In an effort to be “relevant”, the Washington GOP State Committee met Saturday June 2 and voted to determine the majority of its delegates (51%) to the Republican National Convention based on the results of the presidential primary rather than the caucus and convention system. Simultaneously, Republican and Democrat leaders have had ongoing meetings to determine the date of the presidential primary. This series of meetings resulted in today’s annouced date: February 19.
“The primaries have been moving up more and more,” Secretary of State Sam Reed said Monday. “In order to be relevant, and actually be a part of this and have an impact, we really need to move it up.”
Without the change, Washington’s primary would have been held in May. States are rushing to move their dates in an effort to get a bigger say in primary politics, which have long been dominated by early states such as Iowa and New Hampshire.

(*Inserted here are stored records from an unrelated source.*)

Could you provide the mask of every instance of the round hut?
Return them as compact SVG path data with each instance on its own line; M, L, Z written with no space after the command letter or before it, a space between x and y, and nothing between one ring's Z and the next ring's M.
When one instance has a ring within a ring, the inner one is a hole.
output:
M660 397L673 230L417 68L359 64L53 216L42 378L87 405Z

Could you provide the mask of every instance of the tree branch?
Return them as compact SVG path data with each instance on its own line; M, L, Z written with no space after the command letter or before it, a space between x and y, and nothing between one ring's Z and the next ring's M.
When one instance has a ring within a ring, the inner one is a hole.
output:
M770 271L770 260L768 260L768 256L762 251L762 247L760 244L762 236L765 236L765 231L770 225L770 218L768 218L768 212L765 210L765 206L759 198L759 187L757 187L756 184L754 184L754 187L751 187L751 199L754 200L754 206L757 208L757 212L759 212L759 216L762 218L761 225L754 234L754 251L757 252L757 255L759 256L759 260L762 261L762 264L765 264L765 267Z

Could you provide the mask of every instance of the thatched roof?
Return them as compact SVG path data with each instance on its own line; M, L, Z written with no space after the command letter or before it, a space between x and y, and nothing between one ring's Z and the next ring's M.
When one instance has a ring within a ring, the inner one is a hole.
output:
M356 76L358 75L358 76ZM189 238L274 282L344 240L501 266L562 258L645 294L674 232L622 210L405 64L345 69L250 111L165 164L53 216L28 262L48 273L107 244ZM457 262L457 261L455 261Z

But this move to make our state’s presidential primary “relevant” is only one sided. But whose side benefits? The Democrats vow to ignore the primary and choose its delegates based solely on the caucus system.
The state Democratic Party, as it has in prior years, will ignore the results of the statewide vote and instead allocate its 80 elected delegates using the results of its caucuses, where voters will meet in their precincts to discuss candidates and elect delegates. They’ll also have 17 “super delegates,” elected officials and high party officers who are free to back the candidate of their choice at the conventions.
So there will be no incentive for Democrats to go to the presidential primary and request a Democrat ballot. Their vote won’t mean a thing. Instead, they are free to go and select a Republican ballot and vote for a liberal Republican. This is probably why the campaigns of Rudy Guiliani, John McCain and Mitt Romney all have said that they prefer a presidential primary over selecting the nominee via the caucus and convention system. We know that their positions on issues aren’t popular with the majority of the Republican base, likely to attend their caucuses.